Start from the root. and take the first character of the string. If the array index pointed by the character is NULL, return false. Else move to the child node and next character. Repeat step 2 and 3 till the end to the input string. If we reach till the end of the string and the current node is a leaf node (identified using value), then return true.
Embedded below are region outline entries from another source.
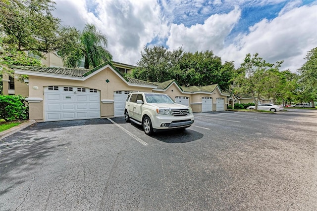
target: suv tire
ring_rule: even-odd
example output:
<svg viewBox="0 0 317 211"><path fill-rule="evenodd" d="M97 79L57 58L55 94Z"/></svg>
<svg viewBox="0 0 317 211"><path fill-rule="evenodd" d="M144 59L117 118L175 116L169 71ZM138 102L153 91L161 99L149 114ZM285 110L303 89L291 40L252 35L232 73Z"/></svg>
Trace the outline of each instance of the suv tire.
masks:
<svg viewBox="0 0 317 211"><path fill-rule="evenodd" d="M145 117L142 121L142 125L143 126L143 130L147 135L150 135L153 133L153 128L152 127L152 123L149 117Z"/></svg>
<svg viewBox="0 0 317 211"><path fill-rule="evenodd" d="M124 119L127 123L130 122L130 117L129 116L128 111L126 110L124 111Z"/></svg>

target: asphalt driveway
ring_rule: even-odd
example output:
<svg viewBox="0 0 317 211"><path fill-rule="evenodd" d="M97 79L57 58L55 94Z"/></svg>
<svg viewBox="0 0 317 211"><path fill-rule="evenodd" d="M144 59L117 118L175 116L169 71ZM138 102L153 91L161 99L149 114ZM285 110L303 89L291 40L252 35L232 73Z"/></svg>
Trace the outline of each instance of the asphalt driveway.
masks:
<svg viewBox="0 0 317 211"><path fill-rule="evenodd" d="M317 210L317 111L36 123L0 143L0 210Z"/></svg>

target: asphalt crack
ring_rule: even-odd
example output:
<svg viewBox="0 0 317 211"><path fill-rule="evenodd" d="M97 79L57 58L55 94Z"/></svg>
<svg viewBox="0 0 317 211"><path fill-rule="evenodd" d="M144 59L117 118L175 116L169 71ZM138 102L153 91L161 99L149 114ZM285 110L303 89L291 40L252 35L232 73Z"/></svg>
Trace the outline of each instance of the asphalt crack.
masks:
<svg viewBox="0 0 317 211"><path fill-rule="evenodd" d="M24 197L24 198L23 198L23 201L22 201L22 202L21 203L21 204L20 204L20 205L18 207L17 207L16 208L15 208L15 209L14 210L15 211L18 210L19 208L20 207L21 207L22 204L23 204L23 203L25 201L25 200L26 199L26 198L28 198L28 195L29 194L29 192L31 190L31 187L32 187L32 185L34 183L34 181L35 181L35 177L36 176L36 174L35 173L34 174L34 175L33 175L33 180L32 181L32 182L31 183L31 184L30 185L30 186L29 186L29 188L28 188L28 190L26 192L26 194L25 194L25 197Z"/></svg>

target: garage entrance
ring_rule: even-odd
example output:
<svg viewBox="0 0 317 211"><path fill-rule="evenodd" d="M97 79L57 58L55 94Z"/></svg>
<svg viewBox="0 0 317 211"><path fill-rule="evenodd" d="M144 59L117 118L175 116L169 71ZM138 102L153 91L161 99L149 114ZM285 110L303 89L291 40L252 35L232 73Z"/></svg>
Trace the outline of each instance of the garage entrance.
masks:
<svg viewBox="0 0 317 211"><path fill-rule="evenodd" d="M125 100L128 94L133 91L115 91L114 93L113 107L114 109L114 117L124 116L124 107L125 107Z"/></svg>
<svg viewBox="0 0 317 211"><path fill-rule="evenodd" d="M216 111L224 111L224 98L217 98Z"/></svg>
<svg viewBox="0 0 317 211"><path fill-rule="evenodd" d="M211 97L202 97L202 112L212 111L212 98Z"/></svg>
<svg viewBox="0 0 317 211"><path fill-rule="evenodd" d="M70 86L44 87L44 121L100 118L100 91Z"/></svg>
<svg viewBox="0 0 317 211"><path fill-rule="evenodd" d="M176 103L189 106L189 97L184 96L177 96L175 97Z"/></svg>

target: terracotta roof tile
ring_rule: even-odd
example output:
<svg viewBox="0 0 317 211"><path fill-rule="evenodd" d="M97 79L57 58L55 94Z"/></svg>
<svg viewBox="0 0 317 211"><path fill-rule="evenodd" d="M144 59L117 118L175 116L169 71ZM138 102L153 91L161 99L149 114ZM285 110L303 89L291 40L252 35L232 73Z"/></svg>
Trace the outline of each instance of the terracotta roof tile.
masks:
<svg viewBox="0 0 317 211"><path fill-rule="evenodd" d="M52 74L62 75L75 77L82 77L89 70L80 68L68 68L66 67L31 67L26 66L13 66L12 68L35 71Z"/></svg>
<svg viewBox="0 0 317 211"><path fill-rule="evenodd" d="M140 85L153 85L156 86L157 84L155 84L152 82L146 82L145 81L140 80L139 79L134 79L133 78L126 77L127 79L128 79L128 81L129 83L131 84L138 84Z"/></svg>

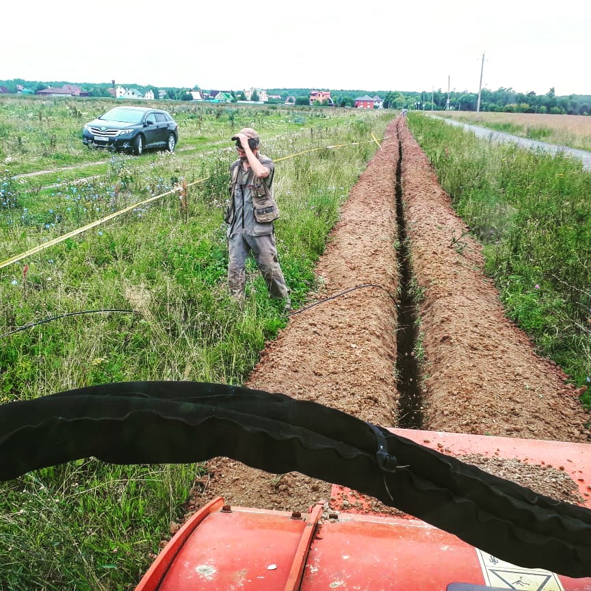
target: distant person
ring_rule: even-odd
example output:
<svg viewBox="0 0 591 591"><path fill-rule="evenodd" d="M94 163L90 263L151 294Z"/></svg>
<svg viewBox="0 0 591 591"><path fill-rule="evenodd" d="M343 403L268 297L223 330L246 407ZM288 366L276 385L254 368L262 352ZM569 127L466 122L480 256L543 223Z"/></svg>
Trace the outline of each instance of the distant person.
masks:
<svg viewBox="0 0 591 591"><path fill-rule="evenodd" d="M252 252L272 297L282 298L284 311L291 309L289 291L279 266L274 221L279 210L273 198L275 163L259 153L259 134L250 127L241 129L236 142L238 159L230 166L230 205L228 224L228 286L244 301L246 258Z"/></svg>

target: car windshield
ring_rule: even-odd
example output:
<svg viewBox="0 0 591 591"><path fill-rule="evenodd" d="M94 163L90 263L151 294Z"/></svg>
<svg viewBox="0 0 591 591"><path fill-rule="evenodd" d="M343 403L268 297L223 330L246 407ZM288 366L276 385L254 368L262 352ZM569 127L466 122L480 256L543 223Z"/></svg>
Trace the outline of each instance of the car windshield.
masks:
<svg viewBox="0 0 591 591"><path fill-rule="evenodd" d="M144 118L143 111L136 111L135 109L122 109L116 107L101 115L99 119L106 121L120 121L123 123L141 123Z"/></svg>

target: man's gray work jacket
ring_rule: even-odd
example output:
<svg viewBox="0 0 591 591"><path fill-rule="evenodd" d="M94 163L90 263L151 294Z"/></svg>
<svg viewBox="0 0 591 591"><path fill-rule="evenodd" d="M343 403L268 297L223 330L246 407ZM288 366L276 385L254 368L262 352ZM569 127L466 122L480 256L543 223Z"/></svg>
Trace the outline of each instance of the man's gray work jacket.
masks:
<svg viewBox="0 0 591 591"><path fill-rule="evenodd" d="M262 236L273 233L273 222L261 223L254 219L252 206L253 183L264 183L267 192L273 198L273 177L275 174L275 163L266 156L257 154L259 161L270 171L265 179L254 176L252 170L244 170L242 161L236 160L230 165L231 183L231 214L228 226L228 237L239 233L251 236Z"/></svg>

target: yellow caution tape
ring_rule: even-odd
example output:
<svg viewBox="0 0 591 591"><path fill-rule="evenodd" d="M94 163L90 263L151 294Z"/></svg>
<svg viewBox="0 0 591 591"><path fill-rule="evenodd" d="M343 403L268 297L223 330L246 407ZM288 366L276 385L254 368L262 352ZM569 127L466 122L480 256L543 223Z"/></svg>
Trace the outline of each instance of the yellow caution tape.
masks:
<svg viewBox="0 0 591 591"><path fill-rule="evenodd" d="M331 150L334 148L343 148L345 146L357 146L359 144L365 144L367 142L376 142L376 143L380 146L381 148L382 146L380 145L380 142L376 139L376 136L373 135L373 133L371 133L371 136L373 138L373 140L369 140L367 142L352 142L350 144L337 144L334 146L324 146L321 148L311 148L309 150L304 150L303 152L298 152L296 154L291 154L289 156L283 156L281 158L277 158L275 159L275 162L280 162L282 160L287 160L289 158L295 158L296 156L301 156L302 154L308 154L310 152L316 152L319 150ZM388 137L384 137L384 140L387 140ZM383 149L383 148L382 148ZM209 179L209 176L206 176L205 179L200 179L198 181L194 181L192 183L189 183L187 185L187 187L191 187L193 185L196 185L198 183L203 183L205 181L207 181ZM31 248L29 250L25 250L24 252L21 252L20 254L16 254L14 257L11 257L10 259L7 259L5 261L3 261L0 263L0 269L3 269L4 267L8 267L9 265L12 265L13 263L16 263L17 261L20 261L21 259L25 259L27 257L30 257L31 254L34 254L36 252L40 252L41 250L44 250L46 248L49 248L50 246L53 246L55 244L58 244L60 242L63 242L64 240L67 240L68 238L71 238L73 236L77 236L78 234L81 234L83 232L86 232L87 230L90 230L91 228L94 228L96 226L100 226L101 224L104 224L105 222L108 222L109 220L112 220L114 218L116 218L118 215L121 215L123 213L126 213L127 211L131 211L132 209L135 209L136 207L139 207L140 205L145 205L146 203L150 203L151 201L155 201L157 199L159 199L161 197L165 197L166 195L171 195L173 193L176 193L181 189L181 186L175 187L174 189L171 189L170 191L167 191L166 193L162 193L160 195L155 195L153 197L150 197L148 199L144 199L143 201L140 201L138 203L135 203L133 205L130 205L129 207L125 207L123 209L120 209L118 211L115 211L114 213L111 213L109 215L105 216L105 218L101 218L100 220L96 220L94 222L91 222L90 224L87 224L86 226L83 226L81 228L78 228L76 230L73 230L71 232L68 232L67 234L64 234L62 236L59 236L57 238L54 238L53 240L49 240L47 242L45 242L44 244L40 244L38 246L36 246L34 248Z"/></svg>

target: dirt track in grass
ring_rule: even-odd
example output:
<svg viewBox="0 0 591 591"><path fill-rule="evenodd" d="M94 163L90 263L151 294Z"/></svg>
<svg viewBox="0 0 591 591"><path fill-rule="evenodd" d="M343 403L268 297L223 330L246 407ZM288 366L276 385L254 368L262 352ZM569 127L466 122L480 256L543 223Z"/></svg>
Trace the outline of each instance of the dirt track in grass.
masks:
<svg viewBox="0 0 591 591"><path fill-rule="evenodd" d="M291 317L244 385L382 426L407 426L402 419L410 414L428 430L588 441L579 392L504 317L483 274L478 243L454 213L406 121L393 121L386 135L342 207L317 269L323 289L311 298L380 287ZM409 383L404 363L397 369L397 347L403 362L412 356L400 338L408 318L399 317L401 306L393 300L402 302L408 287L399 272L408 268L401 223L410 270L424 292L417 311L423 333L421 396L410 406L406 395L416 381ZM207 470L196 483L189 514L218 495L232 505L301 511L330 496L330 484L297 473L270 475L227 458L208 462Z"/></svg>

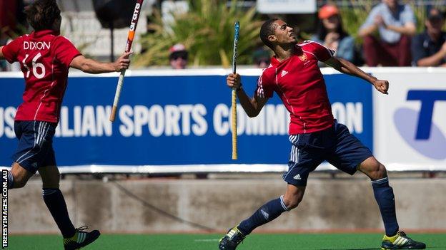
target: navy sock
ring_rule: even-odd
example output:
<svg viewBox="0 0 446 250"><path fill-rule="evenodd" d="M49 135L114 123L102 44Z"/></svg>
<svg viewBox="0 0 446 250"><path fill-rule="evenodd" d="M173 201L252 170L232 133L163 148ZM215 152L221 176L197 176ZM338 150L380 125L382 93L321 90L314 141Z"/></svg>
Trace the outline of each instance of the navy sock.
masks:
<svg viewBox="0 0 446 250"><path fill-rule="evenodd" d="M257 226L272 221L285 211L288 209L283 202L283 196L281 196L260 207L249 218L240 222L237 228L242 234L248 235Z"/></svg>
<svg viewBox="0 0 446 250"><path fill-rule="evenodd" d="M68 215L68 210L62 192L59 189L44 188L43 195L44 201L64 238L72 237L76 233L76 229Z"/></svg>
<svg viewBox="0 0 446 250"><path fill-rule="evenodd" d="M8 171L8 189L14 187L14 176L11 171Z"/></svg>
<svg viewBox="0 0 446 250"><path fill-rule="evenodd" d="M399 230L395 213L395 196L393 189L389 186L387 177L372 181L375 199L376 199L384 222L386 235L392 236Z"/></svg>

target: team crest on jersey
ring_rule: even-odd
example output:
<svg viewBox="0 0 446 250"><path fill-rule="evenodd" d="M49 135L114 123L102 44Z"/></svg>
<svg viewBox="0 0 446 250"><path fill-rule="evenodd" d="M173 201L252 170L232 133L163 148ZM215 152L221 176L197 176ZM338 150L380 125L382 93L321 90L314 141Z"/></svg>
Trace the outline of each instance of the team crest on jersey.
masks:
<svg viewBox="0 0 446 250"><path fill-rule="evenodd" d="M299 59L304 62L305 61L308 60L308 56L307 56L307 54L304 52L302 53L302 56L299 56Z"/></svg>

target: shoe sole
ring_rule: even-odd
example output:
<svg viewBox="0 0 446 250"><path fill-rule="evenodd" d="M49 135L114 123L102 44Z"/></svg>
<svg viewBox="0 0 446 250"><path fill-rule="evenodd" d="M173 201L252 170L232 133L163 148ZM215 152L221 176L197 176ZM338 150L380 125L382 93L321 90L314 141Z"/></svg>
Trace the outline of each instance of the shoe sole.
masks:
<svg viewBox="0 0 446 250"><path fill-rule="evenodd" d="M84 241L80 246L77 246L76 248L70 248L70 249L66 249L65 250L76 250L76 249L80 249L84 246L86 246L90 244L91 244L93 241L96 241L99 236L101 236L101 232L99 232L98 231L98 234L96 237L93 237L90 239L89 239L88 241Z"/></svg>
<svg viewBox="0 0 446 250"><path fill-rule="evenodd" d="M420 248L417 248L416 246L405 246L405 247L402 247L402 248L400 248L400 247L396 247L396 248L384 248L384 247L381 247L381 250L395 250L395 249L425 249L425 247L423 247L422 249Z"/></svg>

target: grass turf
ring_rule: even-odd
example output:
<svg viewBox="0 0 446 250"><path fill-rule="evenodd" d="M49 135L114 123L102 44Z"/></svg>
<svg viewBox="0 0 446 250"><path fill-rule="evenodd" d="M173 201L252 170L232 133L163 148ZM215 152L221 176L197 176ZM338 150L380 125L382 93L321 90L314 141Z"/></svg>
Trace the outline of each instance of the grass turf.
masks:
<svg viewBox="0 0 446 250"><path fill-rule="evenodd" d="M410 234L424 241L427 249L446 249L445 234ZM105 234L85 250L212 250L218 249L220 234ZM380 249L377 234L253 234L237 250L372 250ZM11 236L7 249L63 249L61 237L55 235Z"/></svg>

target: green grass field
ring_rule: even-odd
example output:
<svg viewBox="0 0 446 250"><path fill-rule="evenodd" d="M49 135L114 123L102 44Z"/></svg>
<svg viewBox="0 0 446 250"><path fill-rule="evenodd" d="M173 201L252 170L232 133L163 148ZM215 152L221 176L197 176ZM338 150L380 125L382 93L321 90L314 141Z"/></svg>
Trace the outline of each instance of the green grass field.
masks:
<svg viewBox="0 0 446 250"><path fill-rule="evenodd" d="M424 241L427 249L446 249L446 234L410 234ZM220 234L105 234L85 250L212 250L218 249ZM372 250L380 249L377 234L253 234L237 250ZM8 249L63 249L54 235L11 236Z"/></svg>

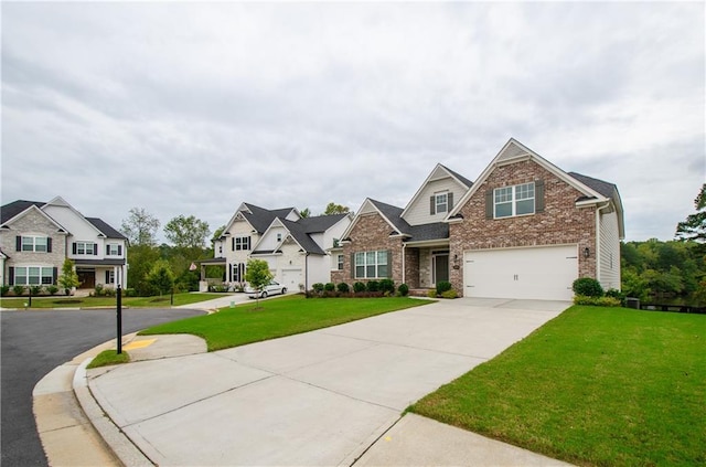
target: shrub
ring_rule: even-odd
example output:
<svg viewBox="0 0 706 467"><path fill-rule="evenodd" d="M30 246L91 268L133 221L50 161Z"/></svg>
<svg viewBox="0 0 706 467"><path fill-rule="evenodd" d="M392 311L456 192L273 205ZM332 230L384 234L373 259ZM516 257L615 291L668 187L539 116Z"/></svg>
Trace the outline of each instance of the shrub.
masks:
<svg viewBox="0 0 706 467"><path fill-rule="evenodd" d="M393 279L383 279L379 282L379 291L385 294L394 294L395 293L395 283Z"/></svg>
<svg viewBox="0 0 706 467"><path fill-rule="evenodd" d="M397 291L403 297L406 297L407 295L409 295L409 286L407 284L399 284L399 287L397 287Z"/></svg>
<svg viewBox="0 0 706 467"><path fill-rule="evenodd" d="M441 293L441 297L443 298L457 298L458 296L459 295L453 289L445 290Z"/></svg>
<svg viewBox="0 0 706 467"><path fill-rule="evenodd" d="M311 284L311 289L317 294L321 294L323 291L323 284L321 283Z"/></svg>
<svg viewBox="0 0 706 467"><path fill-rule="evenodd" d="M448 280L439 280L437 284L437 295L441 295L447 290L451 290L451 283Z"/></svg>
<svg viewBox="0 0 706 467"><path fill-rule="evenodd" d="M600 283L591 277L580 277L574 280L571 289L576 295L582 295L586 297L602 297L603 288Z"/></svg>

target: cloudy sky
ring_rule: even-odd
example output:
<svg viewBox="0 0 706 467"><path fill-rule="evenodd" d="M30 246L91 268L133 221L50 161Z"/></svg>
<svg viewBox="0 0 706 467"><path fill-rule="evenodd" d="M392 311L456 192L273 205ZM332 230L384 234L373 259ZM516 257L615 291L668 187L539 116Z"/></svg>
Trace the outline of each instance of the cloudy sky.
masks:
<svg viewBox="0 0 706 467"><path fill-rule="evenodd" d="M404 206L514 137L670 240L706 178L703 2L0 8L3 204L212 230L243 201Z"/></svg>

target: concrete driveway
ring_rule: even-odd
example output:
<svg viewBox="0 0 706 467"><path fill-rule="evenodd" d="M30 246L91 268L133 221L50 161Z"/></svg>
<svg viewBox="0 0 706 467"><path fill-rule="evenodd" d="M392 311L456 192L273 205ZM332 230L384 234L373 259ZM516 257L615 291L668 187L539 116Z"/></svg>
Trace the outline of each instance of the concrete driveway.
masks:
<svg viewBox="0 0 706 467"><path fill-rule="evenodd" d="M442 300L235 349L120 365L89 373L89 388L160 466L351 465L409 404L568 306Z"/></svg>

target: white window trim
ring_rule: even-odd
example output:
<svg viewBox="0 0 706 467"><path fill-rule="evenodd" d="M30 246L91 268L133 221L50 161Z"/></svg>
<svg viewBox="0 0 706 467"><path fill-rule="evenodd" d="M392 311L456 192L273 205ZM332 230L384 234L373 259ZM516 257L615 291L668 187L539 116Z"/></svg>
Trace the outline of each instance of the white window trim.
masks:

int search(trie *t, char key[]){
        int len = strlen(key);
        int i;
        if(t->root == NULL){
                printf("\n Trie is not initialized\n");
        }

        Node * current = t->root;
        for(i=0; i<len; i++){
                int index  =  GET_CHAR_INDEX(key[i]);

                /* If characters are left in key and we have 
                reached at NULL, there is no key present */
                if(current->children[index] == NULL) return false;
                 
                /* Else traverse down the trie */
                current = current->children[index];
        }

        /* If we have reached the lead=f node, key is present */
        if(current && current->value == LEAF_NODE )
                return true;

        return false;
}

The only drawback with tries is that it takes a lot more space (K *  MAX_SIZE * N) as compared to the binary search tree. It is evident from the fact that every node in trie has to have a place for all the possible characters. In time complexity terms, insertion and search both are O(M) where M is length of string being entered. In this post we saw insertion and search operation in tries. We will use these operations in the future post and solve some real problems.